Microphone & Recording Project


This is a Podcast I made testing my voice on various microphones both dynamic and condenser. Mr. Scott Le Duc was my sound engineer as well as the script writer of this podcast. After recording everything including an intro and conclusion on my phone, I later produced and edited the recordings of myself as well as creating an intro song or the podcast to spice things up a bit.


My favorite microphone was the RE-20. I like how there is minimal background hiss on it and how it brings out the low end and mid-frequencies. From what I what I have learned as well as with my little experience with the microphone, it seems to be a pretty versatile microphone which is nice.


Dynamic Mic. – In a dynamic microphone a thin diaphragm is connected to a coil of wire called a voice coil which is precisely suspended over a powerful magnet.

Condenser Mic. -Instead of using a coil, ribbon microphones use a small strand of very thin 2 microns thick aluminum ribbon.

Omni pattern – Responsive in all directions, sometimes picking up unwanted sound.

Cardioid pattern – Condensers use two charged plates, one fixed and one which can move acting like a diaphragm.

Bi-directional pattern – Most sensitive to sounds coming front the front and the rear. Less sensitive to sounds at the sides.

Transduction – Converting sound energy into an electrical signal or an electrical signal into sound energy.

Voltage – The sensitivity.

Phantom Power – +48v of energy sent down the microphone cable to a condenser microphone from the audio recording or mixing board.

Sensitivity – Output level. Voltage of output signal when exposed to a certain sound level. Can be expressed as decibels below one volt. Most microphone signals are less than one volt so a negative number is used (-50dBV). Higher number means microphone is more sensitive (-30dBV) and a lower number means a less sensitive microphone (-70dBV). This number is meaningless unless you know what sound pressure level (SPL) it was tested with. Most are tested at 94dB/1 Pa. 

Frequency Response – The range of sound a microphone can reproduce and how sensitive the mic is at certain distance. Flat response, equally sensitive to all frequencies. Shaped response, more sensitive to some frequency ranges, adds clarity to vocals. When made less sensitive to low frequencies, picks up less background noise. Some microphones let you adjust frequency response.

Transient – An abrupt change in level. Like a cymbal’s crash or a singer’s T’s or CH’s.

Placement – If the sound source (mainly vocals) is farther away (3-4 ft), the voice is still clear but you get more room noise, which may be good if you want reverberation. Move the sound source even further to get more reverberation. About half a foot away from the mic, is the normal place for a vocalist. You get less room noise and the voice sounds even clearer. Picks up subtle changes in the voice. Moving the sound source to right in front of the microphone will increase the bass (proximity effect), as well as giving the voice a more intimate feel. A pop filter will be needed to prevent some words from “popping”. Like the singer’s P’s.

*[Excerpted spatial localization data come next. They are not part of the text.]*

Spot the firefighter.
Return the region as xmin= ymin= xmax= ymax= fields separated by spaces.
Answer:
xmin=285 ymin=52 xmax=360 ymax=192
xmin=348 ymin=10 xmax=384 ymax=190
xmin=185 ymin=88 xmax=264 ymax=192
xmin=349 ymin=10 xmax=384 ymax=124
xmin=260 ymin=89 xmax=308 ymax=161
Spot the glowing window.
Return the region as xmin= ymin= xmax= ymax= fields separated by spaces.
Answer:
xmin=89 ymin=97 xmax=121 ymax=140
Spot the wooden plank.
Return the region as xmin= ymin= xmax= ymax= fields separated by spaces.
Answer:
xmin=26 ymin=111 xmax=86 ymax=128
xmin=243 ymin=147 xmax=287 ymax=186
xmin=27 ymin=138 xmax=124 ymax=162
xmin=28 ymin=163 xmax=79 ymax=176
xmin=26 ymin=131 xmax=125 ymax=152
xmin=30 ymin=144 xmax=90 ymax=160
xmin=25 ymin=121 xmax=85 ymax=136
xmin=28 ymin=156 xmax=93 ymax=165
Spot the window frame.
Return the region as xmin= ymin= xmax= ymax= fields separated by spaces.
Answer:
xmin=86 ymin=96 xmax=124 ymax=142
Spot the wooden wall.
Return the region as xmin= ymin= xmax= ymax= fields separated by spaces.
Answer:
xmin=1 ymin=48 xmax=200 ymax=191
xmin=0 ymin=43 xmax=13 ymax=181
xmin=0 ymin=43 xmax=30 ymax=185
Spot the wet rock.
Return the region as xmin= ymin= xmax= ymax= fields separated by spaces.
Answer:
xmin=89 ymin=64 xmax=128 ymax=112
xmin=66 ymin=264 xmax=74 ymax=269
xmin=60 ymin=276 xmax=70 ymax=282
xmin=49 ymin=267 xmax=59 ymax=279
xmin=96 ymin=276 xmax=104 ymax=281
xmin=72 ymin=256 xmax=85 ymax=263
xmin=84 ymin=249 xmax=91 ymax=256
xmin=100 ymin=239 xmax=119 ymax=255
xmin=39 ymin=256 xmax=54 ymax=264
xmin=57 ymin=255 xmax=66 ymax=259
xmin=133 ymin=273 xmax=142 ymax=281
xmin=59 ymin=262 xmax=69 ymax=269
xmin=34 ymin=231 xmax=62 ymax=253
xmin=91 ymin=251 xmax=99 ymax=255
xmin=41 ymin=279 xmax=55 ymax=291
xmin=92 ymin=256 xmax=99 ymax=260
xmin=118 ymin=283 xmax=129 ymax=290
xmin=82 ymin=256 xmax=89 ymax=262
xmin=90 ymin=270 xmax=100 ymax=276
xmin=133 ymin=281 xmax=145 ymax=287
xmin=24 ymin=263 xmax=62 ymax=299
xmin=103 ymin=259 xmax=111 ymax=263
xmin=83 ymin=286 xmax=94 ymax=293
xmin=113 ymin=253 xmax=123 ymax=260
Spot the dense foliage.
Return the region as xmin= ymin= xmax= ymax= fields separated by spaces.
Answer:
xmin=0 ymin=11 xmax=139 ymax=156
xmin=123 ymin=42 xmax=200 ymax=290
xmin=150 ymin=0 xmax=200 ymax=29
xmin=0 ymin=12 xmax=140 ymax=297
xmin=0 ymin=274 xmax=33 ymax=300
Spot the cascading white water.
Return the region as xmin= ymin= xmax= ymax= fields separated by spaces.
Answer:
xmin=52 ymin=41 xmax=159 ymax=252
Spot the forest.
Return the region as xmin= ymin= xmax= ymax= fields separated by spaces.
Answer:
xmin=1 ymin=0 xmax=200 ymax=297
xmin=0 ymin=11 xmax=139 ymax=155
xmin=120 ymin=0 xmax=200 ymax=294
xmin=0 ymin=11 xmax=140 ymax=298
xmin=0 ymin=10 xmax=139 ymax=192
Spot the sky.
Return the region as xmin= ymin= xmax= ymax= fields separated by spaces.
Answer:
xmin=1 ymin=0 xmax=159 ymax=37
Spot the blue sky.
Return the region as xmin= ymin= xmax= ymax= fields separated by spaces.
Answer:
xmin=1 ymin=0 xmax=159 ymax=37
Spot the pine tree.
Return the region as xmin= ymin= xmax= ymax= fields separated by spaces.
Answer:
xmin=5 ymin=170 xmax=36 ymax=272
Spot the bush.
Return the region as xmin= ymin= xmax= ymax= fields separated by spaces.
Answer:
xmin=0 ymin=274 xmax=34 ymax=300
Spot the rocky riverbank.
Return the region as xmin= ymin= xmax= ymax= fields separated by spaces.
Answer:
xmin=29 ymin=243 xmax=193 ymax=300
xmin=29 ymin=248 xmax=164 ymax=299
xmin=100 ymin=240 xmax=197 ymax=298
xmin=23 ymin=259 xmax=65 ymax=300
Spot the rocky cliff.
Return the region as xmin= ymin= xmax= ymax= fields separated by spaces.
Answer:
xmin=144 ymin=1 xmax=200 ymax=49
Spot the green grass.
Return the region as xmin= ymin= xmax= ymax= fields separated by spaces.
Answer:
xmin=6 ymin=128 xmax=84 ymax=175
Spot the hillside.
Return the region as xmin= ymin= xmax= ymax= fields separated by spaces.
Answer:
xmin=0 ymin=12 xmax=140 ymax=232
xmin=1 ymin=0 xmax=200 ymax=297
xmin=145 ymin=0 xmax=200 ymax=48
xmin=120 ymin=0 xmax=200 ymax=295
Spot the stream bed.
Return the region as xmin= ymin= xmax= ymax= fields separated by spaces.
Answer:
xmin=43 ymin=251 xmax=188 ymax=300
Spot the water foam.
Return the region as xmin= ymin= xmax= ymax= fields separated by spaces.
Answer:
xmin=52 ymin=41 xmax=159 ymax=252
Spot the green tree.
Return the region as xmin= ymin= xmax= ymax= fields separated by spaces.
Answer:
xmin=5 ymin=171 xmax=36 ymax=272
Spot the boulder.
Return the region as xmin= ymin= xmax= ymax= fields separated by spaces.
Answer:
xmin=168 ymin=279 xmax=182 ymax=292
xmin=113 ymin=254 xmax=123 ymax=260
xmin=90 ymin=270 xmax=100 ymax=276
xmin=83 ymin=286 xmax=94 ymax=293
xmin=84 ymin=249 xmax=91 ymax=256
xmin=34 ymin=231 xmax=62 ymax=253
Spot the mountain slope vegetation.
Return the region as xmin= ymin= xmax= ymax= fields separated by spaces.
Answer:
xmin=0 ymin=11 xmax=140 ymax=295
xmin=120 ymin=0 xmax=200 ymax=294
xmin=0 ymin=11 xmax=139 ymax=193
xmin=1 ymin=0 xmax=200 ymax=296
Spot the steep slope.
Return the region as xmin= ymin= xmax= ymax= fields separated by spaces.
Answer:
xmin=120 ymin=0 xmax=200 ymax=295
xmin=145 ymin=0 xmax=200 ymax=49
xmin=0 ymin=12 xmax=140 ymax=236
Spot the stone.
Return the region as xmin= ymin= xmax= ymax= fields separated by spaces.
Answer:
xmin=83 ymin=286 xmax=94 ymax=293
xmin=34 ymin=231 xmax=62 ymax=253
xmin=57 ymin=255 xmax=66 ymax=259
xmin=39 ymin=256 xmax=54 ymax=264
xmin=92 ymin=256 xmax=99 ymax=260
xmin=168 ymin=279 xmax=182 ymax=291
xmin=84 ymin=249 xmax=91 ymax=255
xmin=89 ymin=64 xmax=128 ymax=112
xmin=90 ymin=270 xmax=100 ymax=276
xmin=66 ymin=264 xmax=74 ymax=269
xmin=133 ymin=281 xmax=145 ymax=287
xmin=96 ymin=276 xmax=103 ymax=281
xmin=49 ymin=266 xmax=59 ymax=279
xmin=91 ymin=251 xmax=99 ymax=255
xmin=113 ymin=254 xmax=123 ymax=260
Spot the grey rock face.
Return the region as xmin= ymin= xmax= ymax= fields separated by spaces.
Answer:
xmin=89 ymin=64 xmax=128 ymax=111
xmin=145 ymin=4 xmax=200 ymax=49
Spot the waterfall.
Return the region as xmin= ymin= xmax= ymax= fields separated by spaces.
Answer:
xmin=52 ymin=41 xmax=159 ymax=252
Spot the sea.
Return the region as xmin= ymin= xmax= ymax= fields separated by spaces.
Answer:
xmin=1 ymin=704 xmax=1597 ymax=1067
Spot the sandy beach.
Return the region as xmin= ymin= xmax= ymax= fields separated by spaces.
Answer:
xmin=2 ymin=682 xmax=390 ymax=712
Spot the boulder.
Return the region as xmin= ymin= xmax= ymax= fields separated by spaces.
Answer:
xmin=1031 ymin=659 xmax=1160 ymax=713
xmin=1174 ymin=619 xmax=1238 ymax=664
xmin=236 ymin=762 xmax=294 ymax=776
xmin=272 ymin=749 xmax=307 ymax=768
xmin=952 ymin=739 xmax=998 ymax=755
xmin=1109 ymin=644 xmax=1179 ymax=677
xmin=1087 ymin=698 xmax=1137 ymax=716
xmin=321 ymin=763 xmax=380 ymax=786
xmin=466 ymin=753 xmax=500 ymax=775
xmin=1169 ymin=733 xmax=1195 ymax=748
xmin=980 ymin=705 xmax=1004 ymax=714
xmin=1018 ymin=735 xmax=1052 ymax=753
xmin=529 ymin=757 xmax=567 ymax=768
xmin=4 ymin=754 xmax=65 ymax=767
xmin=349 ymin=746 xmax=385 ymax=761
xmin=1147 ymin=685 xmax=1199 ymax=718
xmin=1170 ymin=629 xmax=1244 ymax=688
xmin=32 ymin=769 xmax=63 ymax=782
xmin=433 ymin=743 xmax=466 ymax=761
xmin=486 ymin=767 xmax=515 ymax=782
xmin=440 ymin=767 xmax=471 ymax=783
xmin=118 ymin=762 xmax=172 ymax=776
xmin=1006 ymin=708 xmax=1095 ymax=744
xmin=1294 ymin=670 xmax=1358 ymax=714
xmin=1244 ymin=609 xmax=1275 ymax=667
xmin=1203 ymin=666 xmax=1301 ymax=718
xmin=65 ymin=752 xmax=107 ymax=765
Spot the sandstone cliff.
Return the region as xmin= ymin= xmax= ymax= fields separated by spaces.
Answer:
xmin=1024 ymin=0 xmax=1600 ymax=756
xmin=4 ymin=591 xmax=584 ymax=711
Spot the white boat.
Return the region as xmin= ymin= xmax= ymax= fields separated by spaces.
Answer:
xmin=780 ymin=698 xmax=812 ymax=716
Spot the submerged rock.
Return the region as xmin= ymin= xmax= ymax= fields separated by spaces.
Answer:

Proximity Effect – The increase in bass when a sound source is moved closer to the microphone.

Output – More sensitive mics have higher voltage than less sensitive mics.

Characteristics – Sensitivity, Frequency Response, Output, Maximum sound pressure level.

Noise Rating – The signal (sound source) to noise ratio measured in decibels (dB). Noise is any sound in the background you don’t want. Electricity vibrates at 60dB so you want the ratio of the signal and noise to be higher than that. Preferably 90dB or higher.

Mic. Clip – Holds the microphone to the stand

Mic. Stand – Holds up the microphone so the speaker doesn’t have to hold it. Height can be adjusted.

Windscreen/Pop Filter – Reduces breathing and wind noises

Direct Box – Connected to the mixer. Balances various outputs an inputs from the microphone and the mixer.


Before doing this project I thought most microphones sounded the same, and that the only difference they had in sound was whether they were good, okay, or bad quality. However, using all these high quality microphones taught me that this is not at all the case. Although the quality does change the sound very much, high quality microphones can sound very different depending on what frequencies they boost among other things. I also learned a bit about what frequencies I like to boost in my vocals and what kinds of microphones complement my voice the best. This project was really fun to make and I am glad I got the opportunity to use all these fancy microphones and work with them.